With the recent changes to U.S. tax law that suspend the pre-tax bicycle commuter benefit until 2026 (more on that later), cyclists who commute are eager for some recognition that their commute still involves costs like any other commute. Ask your current employees about their favorite local bike shop and create a partnership with them. Create an onsite Bike to Work event, and on that day, have the bike shop come in to offer tune-ups or repairs. You’ll find the local bike shop staff to be a good resource for providing bike maintenance classes and advice on the best gear. By working with the shop, you can possibly secure discounts for your employees, as well.
Your own in-house bicyclists are also invaluable. Reward them while also encouraging others, via onsite cycling celebrations and events. You can use those opportunities to offer education to those curious about commuting to work by bike, and even pair it with a bike commuter buddy program. Employees are often open to commuting by bike, but may lack confidence in their skills to ride during rush hour. Joining with someone who is experienced can relieve the fear and improve crucial skills.
Other ways to promote a bike commuting culture include providing information like maps that highlight the best bike commuter routes in to work, incorporating cycling related prizes and rewards into company rewards programs, and nominating a person or team to be an onsite “bicycle coordinator.” Even if you may not have physical space dedicated to the cause, your employees will certainly feel like cycling is in the air.
Support the Sport
Once you start supporting cyclists at work and in their daily commutes, more opportunities can come circling ‘round. Join and promote related events at work. For example, Bike to Work Day in Boston begins with “bike convoys” starting at points outside the city, with commuters joining in at waypoints, and finally ending at City Hall Plaza for a festival with food and vendor booths. Last year, Zipcar employees joined each other along the routes, sporting Zipcar shirts and gear, and celebrating together with the end-of-commute festivities.
Through your bicycle coordinator, your company can establish participation and impact goals for a set period of time. When goals are reached, report them out and join together for a celebration.
Your company can also connect with other neighborhood businesses by hosting a bike meetup on site. Sponsoring a cycling team, like Green Line Velo (which is sponsored by Zipcar), is another way to align your business with an active and engaging sport, while also giving employees a resource of expert cyclists. They’re all great ways to build partnerships, network with other likeminded folks, and have a good time, while rewarding those who are heavily invested in the bike life.

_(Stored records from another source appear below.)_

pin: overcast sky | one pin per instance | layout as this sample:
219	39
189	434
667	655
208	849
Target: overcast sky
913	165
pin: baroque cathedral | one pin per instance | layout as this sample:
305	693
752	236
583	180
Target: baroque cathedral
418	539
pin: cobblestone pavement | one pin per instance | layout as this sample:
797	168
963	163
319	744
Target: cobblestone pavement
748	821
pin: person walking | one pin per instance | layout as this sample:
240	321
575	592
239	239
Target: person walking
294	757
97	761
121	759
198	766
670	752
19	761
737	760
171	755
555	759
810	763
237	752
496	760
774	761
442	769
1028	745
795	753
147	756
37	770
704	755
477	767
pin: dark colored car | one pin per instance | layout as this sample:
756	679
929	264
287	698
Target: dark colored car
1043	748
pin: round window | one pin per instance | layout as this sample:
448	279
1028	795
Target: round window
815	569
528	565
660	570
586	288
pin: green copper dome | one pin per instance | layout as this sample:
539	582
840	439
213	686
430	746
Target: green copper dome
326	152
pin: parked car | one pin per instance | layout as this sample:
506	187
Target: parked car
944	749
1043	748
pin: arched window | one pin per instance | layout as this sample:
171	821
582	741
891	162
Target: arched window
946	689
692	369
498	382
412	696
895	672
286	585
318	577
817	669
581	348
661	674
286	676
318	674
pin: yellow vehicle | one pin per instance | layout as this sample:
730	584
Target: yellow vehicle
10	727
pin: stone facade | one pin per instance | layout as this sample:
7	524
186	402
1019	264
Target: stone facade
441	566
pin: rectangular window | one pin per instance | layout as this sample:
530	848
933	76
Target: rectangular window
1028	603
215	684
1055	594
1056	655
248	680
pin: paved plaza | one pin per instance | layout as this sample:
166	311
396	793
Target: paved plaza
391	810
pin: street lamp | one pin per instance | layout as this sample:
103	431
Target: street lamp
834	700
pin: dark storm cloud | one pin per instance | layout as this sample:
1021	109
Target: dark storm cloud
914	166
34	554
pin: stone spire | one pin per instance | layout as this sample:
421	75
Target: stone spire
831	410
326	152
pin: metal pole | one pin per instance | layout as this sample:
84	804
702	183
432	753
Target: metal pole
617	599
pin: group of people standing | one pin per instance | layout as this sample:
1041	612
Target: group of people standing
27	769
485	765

Perhaps the most significant support you could offer is getting behind a bicycle advocacy group like the New York Bicycle Coalition or the California Bicycle Coalition. They work with politicians and advocate for laws that improve safety, encourage cycling, and offer direct benefits to those who use their bike for commuting.
As mentioned before, the suspension of the tax benefit in the U.S. for bicycle commuters’ costs is an indication that to many legislators, cycling seems like an outlier issue. Joining with other cyclists—and supporting these groups through your organization—is a great way to advocate for sustainable transportation and make the voice of cyclists heard.
Whether you start with just a small initiative, or take on a whole program, any form of moving toward a bike-friendly workplace carries great benefits. Cyclists are an enthusiastic bunch; you’ll find your investment in them will pay your organization back, many times over.
How do you make your workplace bike-friendly? What would you like to see at your workplace to encourage cycling?